Granite spokesman Ben Horsley tells us that comparing Neil Armstrong to Monticello is not an apples-to-apples because of the different populations the schools serve. Horsley adds Granite has installed hospital-grade filtration systems in their schools district-wide.

“Neil Armstrong Academy is safe, as are all schools in the Granite School District. Contact tracing has shown that approximately 81 percent of positive COVID cases came from family or social gatherings outside of school, versus 2% on school properties. There are 18% of COVID-positive cases whose origins are unknown,” Horsely said.

It is an imperfect comparison, but over the past several weeks, Monticello’s West Valley campus recorded zero active cases of COVID. A neighboring Granite school, Neil Armstrong Academy, which is similar in size, recorded five. (KUTV)

University of Utah professor James Sutherland is one of the country’s foremost experts on airflow patterns.
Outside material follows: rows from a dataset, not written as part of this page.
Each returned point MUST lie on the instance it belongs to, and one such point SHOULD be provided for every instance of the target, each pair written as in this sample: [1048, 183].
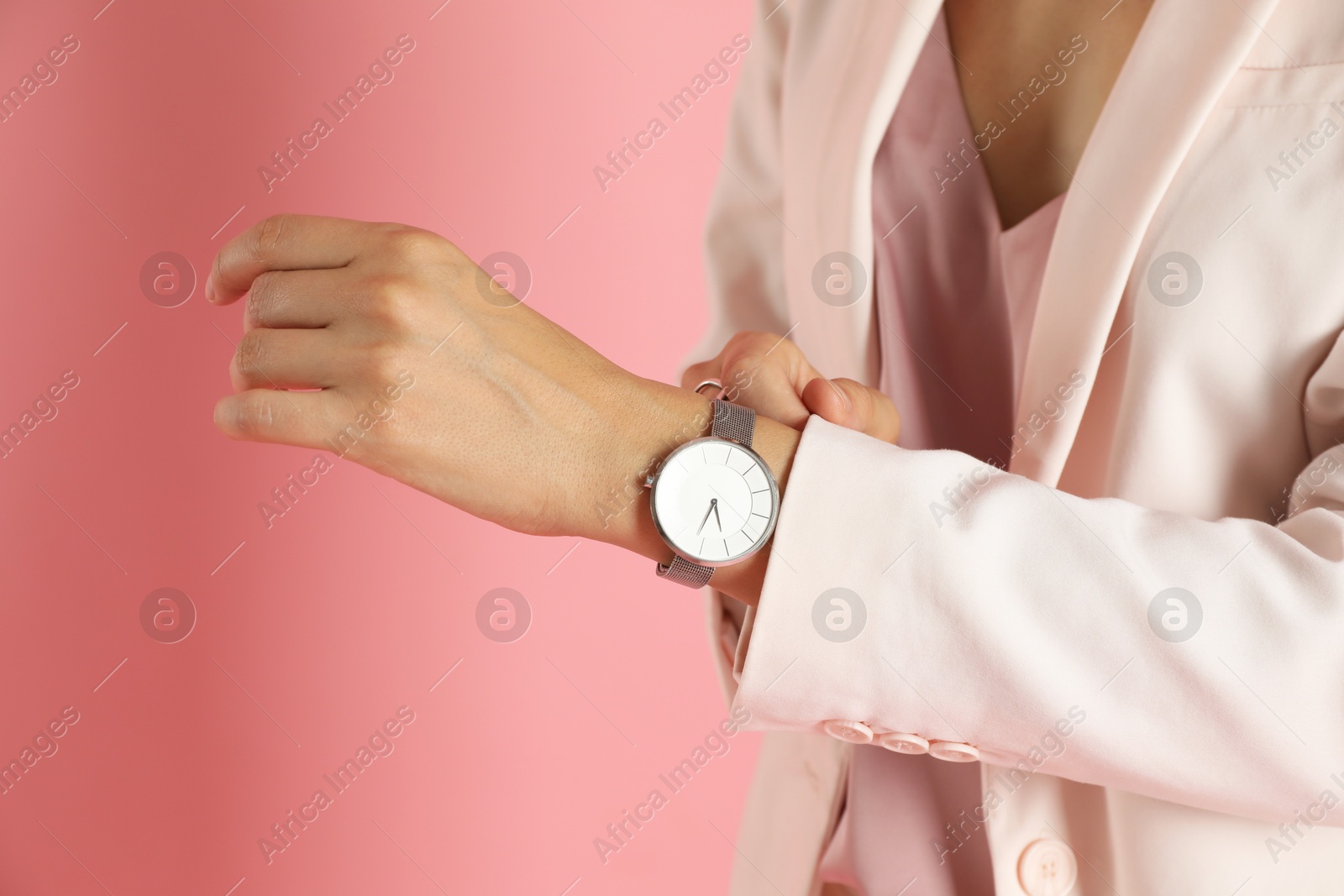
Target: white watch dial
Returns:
[716, 501]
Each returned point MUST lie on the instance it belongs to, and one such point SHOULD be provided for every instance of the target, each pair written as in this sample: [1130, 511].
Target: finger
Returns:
[299, 298]
[848, 403]
[308, 419]
[766, 387]
[286, 359]
[282, 242]
[701, 372]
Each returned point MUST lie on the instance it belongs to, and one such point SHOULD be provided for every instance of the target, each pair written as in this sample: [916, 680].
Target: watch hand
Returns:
[712, 506]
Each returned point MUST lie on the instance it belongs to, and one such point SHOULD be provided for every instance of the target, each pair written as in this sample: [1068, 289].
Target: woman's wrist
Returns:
[667, 418]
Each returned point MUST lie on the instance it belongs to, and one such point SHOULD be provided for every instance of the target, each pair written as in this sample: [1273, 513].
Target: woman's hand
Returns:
[770, 375]
[432, 374]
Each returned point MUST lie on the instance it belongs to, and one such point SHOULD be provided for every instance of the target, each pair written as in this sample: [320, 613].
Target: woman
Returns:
[1079, 629]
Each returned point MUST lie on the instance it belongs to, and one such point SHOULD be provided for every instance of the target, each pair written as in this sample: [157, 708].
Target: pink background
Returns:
[312, 633]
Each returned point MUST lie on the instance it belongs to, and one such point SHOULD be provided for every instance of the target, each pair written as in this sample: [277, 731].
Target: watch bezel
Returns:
[656, 479]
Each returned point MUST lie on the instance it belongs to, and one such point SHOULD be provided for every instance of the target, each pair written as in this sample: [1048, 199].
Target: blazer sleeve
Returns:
[984, 607]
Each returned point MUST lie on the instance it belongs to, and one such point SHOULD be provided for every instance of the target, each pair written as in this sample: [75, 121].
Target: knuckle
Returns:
[265, 297]
[394, 301]
[255, 416]
[269, 234]
[252, 349]
[417, 246]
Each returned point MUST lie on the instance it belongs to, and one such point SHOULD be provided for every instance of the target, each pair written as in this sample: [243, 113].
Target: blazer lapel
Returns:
[1180, 62]
[850, 63]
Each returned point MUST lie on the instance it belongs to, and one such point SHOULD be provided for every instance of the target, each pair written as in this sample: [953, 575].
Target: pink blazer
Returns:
[1179, 426]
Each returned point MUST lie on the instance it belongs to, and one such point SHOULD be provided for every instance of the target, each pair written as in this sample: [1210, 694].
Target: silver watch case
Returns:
[652, 485]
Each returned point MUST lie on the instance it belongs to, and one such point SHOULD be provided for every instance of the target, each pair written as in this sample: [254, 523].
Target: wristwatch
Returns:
[714, 500]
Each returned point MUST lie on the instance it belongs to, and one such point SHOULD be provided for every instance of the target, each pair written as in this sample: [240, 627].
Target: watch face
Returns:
[716, 501]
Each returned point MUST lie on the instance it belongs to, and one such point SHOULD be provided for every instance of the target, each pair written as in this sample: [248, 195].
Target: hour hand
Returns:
[714, 508]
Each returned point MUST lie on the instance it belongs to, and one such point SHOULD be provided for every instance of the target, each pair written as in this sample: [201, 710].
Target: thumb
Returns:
[855, 406]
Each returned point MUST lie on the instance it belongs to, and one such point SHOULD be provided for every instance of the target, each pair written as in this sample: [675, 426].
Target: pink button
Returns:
[1047, 868]
[900, 741]
[853, 732]
[953, 752]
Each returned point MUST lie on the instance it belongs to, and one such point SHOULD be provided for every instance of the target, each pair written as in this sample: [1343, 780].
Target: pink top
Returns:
[956, 296]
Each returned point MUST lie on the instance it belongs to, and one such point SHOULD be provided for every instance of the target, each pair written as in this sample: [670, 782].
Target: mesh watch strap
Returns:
[685, 573]
[736, 423]
[732, 422]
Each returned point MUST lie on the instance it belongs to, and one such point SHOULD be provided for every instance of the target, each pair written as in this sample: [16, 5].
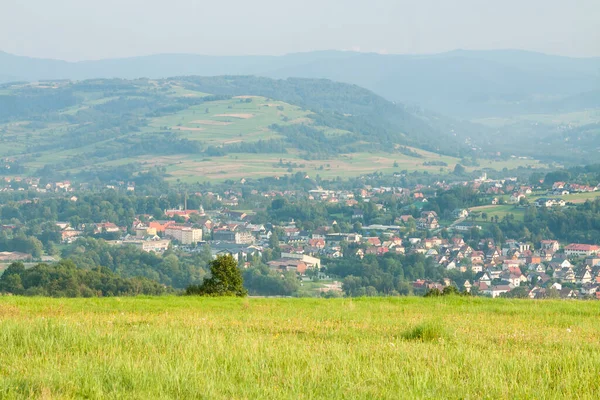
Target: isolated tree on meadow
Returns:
[226, 280]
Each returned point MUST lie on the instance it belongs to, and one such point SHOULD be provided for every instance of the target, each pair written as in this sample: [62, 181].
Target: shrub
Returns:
[426, 332]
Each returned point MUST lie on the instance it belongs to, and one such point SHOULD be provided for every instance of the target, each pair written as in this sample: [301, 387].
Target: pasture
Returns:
[181, 347]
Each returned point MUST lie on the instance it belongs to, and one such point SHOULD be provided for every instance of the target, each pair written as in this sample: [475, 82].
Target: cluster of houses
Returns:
[549, 271]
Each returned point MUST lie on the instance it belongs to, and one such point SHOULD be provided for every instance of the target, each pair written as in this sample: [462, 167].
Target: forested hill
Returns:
[347, 107]
[465, 84]
[56, 127]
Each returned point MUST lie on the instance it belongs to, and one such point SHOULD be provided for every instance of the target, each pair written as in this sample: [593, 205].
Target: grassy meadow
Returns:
[181, 347]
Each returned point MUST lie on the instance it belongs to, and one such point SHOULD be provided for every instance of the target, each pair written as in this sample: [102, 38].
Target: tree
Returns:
[226, 280]
[459, 170]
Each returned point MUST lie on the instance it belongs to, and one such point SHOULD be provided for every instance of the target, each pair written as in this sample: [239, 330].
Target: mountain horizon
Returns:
[461, 83]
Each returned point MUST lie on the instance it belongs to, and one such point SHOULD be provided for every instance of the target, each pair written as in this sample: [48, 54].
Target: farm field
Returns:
[500, 211]
[180, 347]
[202, 137]
[194, 168]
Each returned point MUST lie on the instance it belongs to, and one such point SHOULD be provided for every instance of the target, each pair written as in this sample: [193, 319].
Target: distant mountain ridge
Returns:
[461, 83]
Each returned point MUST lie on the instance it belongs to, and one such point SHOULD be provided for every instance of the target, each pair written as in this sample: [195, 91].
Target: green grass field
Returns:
[179, 347]
[500, 211]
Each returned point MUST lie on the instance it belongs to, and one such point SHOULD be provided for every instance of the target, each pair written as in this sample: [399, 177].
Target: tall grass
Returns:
[181, 347]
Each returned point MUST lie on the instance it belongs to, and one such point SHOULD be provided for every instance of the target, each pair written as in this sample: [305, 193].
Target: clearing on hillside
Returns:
[187, 347]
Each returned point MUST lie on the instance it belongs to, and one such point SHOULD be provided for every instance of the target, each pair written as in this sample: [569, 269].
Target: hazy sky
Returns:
[93, 29]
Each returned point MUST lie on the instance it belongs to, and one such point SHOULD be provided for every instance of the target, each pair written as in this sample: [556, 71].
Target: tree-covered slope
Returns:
[54, 127]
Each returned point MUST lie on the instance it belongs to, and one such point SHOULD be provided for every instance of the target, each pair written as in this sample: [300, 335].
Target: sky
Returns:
[95, 29]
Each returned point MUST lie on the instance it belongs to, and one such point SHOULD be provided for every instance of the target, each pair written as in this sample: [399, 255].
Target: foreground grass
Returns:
[178, 347]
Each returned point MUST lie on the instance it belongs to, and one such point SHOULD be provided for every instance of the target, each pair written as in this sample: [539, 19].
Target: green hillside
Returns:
[216, 128]
[182, 347]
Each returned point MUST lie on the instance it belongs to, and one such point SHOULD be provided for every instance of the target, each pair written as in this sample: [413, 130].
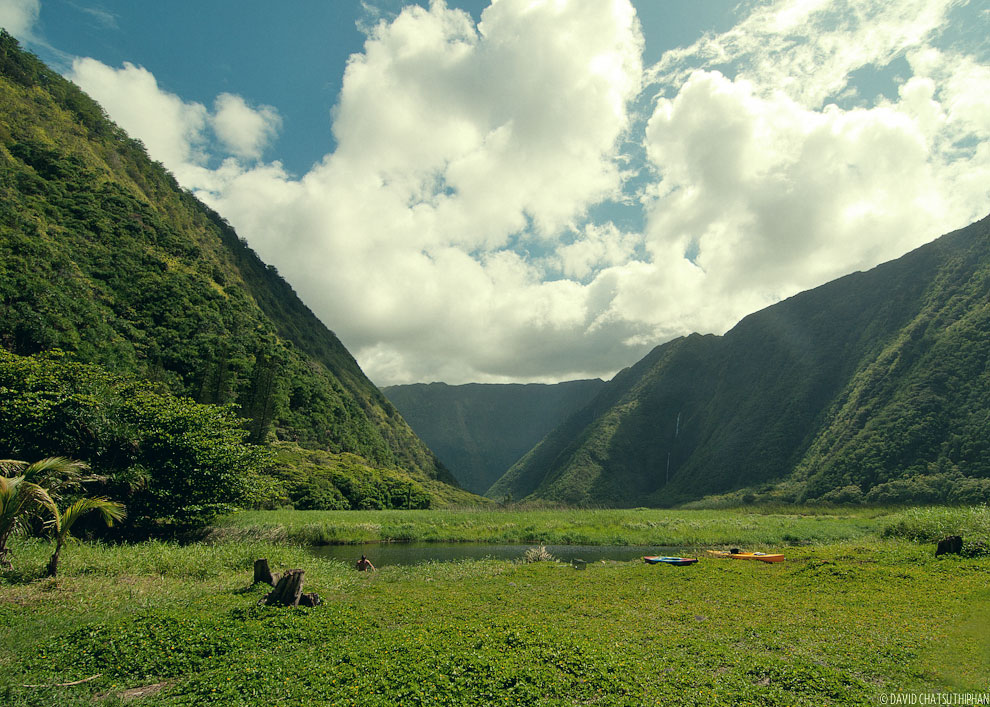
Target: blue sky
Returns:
[546, 189]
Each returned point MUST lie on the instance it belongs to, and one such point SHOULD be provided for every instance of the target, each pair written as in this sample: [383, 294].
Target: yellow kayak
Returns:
[762, 556]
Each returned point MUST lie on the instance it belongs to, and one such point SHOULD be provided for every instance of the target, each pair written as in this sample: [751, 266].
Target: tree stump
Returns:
[951, 545]
[309, 599]
[262, 573]
[288, 590]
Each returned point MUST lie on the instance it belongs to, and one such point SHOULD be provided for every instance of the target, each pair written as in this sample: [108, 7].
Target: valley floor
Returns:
[855, 621]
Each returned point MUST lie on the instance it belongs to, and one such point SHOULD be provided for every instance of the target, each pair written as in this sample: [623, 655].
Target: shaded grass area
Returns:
[835, 624]
[838, 623]
[759, 527]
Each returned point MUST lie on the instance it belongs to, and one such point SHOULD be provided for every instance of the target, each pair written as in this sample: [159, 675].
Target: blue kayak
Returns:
[656, 559]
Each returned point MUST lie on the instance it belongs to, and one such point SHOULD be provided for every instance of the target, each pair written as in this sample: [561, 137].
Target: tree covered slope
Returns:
[873, 387]
[103, 255]
[479, 430]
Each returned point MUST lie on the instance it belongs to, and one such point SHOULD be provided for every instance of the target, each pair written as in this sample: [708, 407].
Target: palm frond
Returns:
[21, 500]
[12, 467]
[110, 511]
[59, 475]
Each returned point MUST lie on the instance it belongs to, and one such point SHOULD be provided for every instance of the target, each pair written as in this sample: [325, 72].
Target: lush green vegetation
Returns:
[103, 256]
[479, 430]
[177, 463]
[870, 389]
[836, 624]
[762, 527]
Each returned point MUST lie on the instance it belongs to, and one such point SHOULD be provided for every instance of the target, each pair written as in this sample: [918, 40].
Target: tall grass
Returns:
[931, 524]
[765, 526]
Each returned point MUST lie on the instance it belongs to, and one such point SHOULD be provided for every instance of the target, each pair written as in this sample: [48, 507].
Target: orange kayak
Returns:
[762, 556]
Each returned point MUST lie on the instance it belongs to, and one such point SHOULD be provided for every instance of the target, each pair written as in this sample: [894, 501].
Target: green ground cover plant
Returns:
[838, 623]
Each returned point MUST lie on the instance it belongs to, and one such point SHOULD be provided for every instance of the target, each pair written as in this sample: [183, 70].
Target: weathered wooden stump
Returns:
[951, 545]
[288, 590]
[309, 599]
[262, 573]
He says there are few independent studies that back RGF’s claims.

Filtration systems like the one at Monticello can help reduce the spread of foreign pathogens, Sutherland said. However, studying the airflow inside your business or school, then seating students or employees accordingly, can do more to stop the spread of COVID than zapping air before it comes into the buildings.

“What you would ideally like (is) you control airflow patterns in a room so that you don’t have one person’s breathing area being across from another’s breathing space,” says Sutherland.

But Roberts, Monticello’s director, counters that this is exactly how his systems ideally combat the virus.

“The ionized particles fill every nook and cranny, every cubic foot of our building,” Roberts says. “They kill viruses wherever they are, which presumably prevents transmission, even without the air passing through our HVAC unit.”

University of Utah professor James Sutherland is one of the country’s foremost experts on airflow patterns. (KUTV)

Sutherland also says filtration systems, although able to knock down the accumulation of germs in a building, can’t do much about an infected person who can enter and spread the virus directly to people if the sick person comes in contact with others.

“It’s not going to fix the problem of, if I’m sick and you’re near me, then I’m going to pass it to you,” says Sutherland. “The HVAC system has a hard time intervening in that local transmission.”

As for Rawlins, Monticello’s’ novel system provides her peace of mind in a world where COVID-19 seems to fill every chapter of our lives.

“I told my husband, I feel like I’m in the safest place I could be working,” says Rawlins.

UPDATE: (Feb. 16, 9:15 a.m.) — Nick Rupp with the Salt Lake County Health Department provided updated numbers of positive COVID cases for the two schools featured in this story, to date. Monticello Academy has counted 26 COVID cases total since testing began, and three in the last two weeks. Neil Armstrong Academy has had 33 cases total, one in the last two weeks.